“7 ottobre 1943, non dimentichiamo”

Furono oltre duemila i Carabinieri romani arrestati dai nazisti il 7 ottobre del 1943. Paracadutisti e SS entrarono in azione con la collaborazione del maresciallo Rodolfo Graziani, che poche ore prima aveva firmato l’ordine di disarmo. Per molti di loro, circa 600, la deportazione fu fatale. Mentre per chi fece ritorno, dopo anni di sofferenze, non ci fu nemmeno il riconoscimento della qualifica di “prigioniero di guerra”.
Troppo ingombranti, per i nazisti, i membri dell’Arma. La fedeltà ai loro valori di umanità e solidarietà. Un intralcio alle mire persecutorie nei confronti degli ebrei di Roma sfociate nella drammatica alba del 16 ottobre.
La deportazione dei Carabinieri è passata spesso in silenzio. Una lacuna colmata solo in tempi recenti, grazie anche al contributo di figure come Piero Terracina che a lungo si sono battute in questa direzione. A ricordarla ormai tradizionalmente, ogni 7 ottobre, una cerimonia che si tiene presso la Scuola Allievi. Uno dei luoghi in cui quella barbarie andò a compiersi.
“Oggi – le parole pronunciate stamane dal comandante generale Teo Luzi – siamo qui per ricordare. È indispensabile non dimenticare perché i ricordi sono le nostre radici. Ricordare il passato è necessario per comprendere il passato e progettare il futuro”. Un eroismo dal quale imparare, sul quale porre le basi per “una società migliore”. Era ben chiaro, ha affermato la presidente UCEI Noemi Di Segni che ha accompagnato Luzi nella deposizione di una corona, “che i Carabinieri non sarebbero venuti meno al loro giuramento, al loro dovere di tutelare la popolazione civile, anche quella ebraica, di rispettare i valori più profondi, ancor prima di un ordine, sapendo che un ordine, una legge, un decreto, sono tali se assolvono alla loro essenziale funzione di tutela e di sicurezza, e non se emanati per legittimare un eccidio”. Tra i partecipanti la presidente della Comunità ebraica di Roma Ruth Dureghello, il rabbino capo rav Riccardo Di Segni, che ha dato lettura del salmo 130, il presidente della Fondazione Museo della Shoah Mario Venezia, delegazioni della Comunità romana e del Benè Berith.

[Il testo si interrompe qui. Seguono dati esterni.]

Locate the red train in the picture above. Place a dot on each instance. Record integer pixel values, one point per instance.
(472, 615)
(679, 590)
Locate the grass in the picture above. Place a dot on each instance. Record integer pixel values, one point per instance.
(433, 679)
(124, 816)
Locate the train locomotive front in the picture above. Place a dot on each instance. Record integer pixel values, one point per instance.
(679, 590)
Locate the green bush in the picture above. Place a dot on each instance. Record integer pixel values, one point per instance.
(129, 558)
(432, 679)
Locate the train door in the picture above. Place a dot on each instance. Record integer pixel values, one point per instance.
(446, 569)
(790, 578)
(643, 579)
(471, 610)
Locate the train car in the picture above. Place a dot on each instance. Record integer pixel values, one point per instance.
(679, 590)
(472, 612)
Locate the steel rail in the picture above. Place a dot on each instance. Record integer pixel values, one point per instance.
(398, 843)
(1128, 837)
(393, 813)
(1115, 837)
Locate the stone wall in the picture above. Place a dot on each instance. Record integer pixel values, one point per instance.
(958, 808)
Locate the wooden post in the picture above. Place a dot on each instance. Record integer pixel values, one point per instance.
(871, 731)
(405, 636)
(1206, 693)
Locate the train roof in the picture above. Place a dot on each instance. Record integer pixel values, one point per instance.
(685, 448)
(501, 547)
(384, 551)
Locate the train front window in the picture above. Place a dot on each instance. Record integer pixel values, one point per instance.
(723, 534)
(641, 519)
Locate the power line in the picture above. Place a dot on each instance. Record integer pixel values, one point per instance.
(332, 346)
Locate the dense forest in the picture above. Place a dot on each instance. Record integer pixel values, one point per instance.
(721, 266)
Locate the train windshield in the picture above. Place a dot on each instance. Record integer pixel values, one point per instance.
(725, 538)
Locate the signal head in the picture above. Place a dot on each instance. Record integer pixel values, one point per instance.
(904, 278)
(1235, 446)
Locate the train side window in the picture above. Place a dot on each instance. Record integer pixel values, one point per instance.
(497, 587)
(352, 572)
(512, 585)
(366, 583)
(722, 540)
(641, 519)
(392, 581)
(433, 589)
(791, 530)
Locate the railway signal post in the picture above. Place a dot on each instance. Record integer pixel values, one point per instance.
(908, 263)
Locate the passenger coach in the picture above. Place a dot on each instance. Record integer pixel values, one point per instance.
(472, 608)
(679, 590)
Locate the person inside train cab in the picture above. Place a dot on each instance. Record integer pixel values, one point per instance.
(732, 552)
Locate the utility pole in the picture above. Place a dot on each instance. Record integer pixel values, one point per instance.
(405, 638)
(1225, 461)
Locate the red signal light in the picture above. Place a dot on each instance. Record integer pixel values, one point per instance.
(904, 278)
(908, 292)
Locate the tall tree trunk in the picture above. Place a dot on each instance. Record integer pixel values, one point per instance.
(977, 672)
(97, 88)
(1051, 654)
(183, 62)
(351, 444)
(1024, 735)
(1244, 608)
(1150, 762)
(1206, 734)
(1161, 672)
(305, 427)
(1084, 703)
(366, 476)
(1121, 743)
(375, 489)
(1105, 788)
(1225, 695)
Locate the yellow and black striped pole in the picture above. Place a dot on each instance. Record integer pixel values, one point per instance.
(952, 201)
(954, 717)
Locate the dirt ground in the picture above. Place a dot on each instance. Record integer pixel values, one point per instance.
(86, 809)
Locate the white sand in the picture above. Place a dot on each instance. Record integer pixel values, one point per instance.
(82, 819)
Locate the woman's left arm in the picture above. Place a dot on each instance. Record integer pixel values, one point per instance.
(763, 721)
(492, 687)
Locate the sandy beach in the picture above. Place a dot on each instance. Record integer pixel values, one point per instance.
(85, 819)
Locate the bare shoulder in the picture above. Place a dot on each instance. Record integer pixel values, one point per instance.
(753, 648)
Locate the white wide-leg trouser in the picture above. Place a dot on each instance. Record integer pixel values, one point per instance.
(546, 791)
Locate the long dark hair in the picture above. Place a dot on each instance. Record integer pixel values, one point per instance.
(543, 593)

Proprio il Benè Berith, nella persona del suo presidente Sandro Di Castro, ha conferito a Luzi, quale massimo rappresentante dell’Arma, il riconoscimento annuale della Menorah d’oro. L’ha fatto ricordando quanto l’ebraismo attribuisca un valore all’espressione di gratitudine verso chi si è speso nel segno del Bene.
Eroi molto spesso anonimi ma cui talvolta è stato possibile dare un nome. Come nel caso di Giuseppe Ippoliti, brigadiere originario di Sonnino che insieme alla moglie Teresa Zani salvò due sorelle ebree, Edith e Trude Fischhof. Proprio quest’oggi un discendente ha ricevuto a Latina, nel corso di una cerimonia cui è intervenuto anche l’ambasciatore israeliano Dror Eydar, gli attestati concernenti la loro iscrizione tra i “Giusti tra le Nazioni”.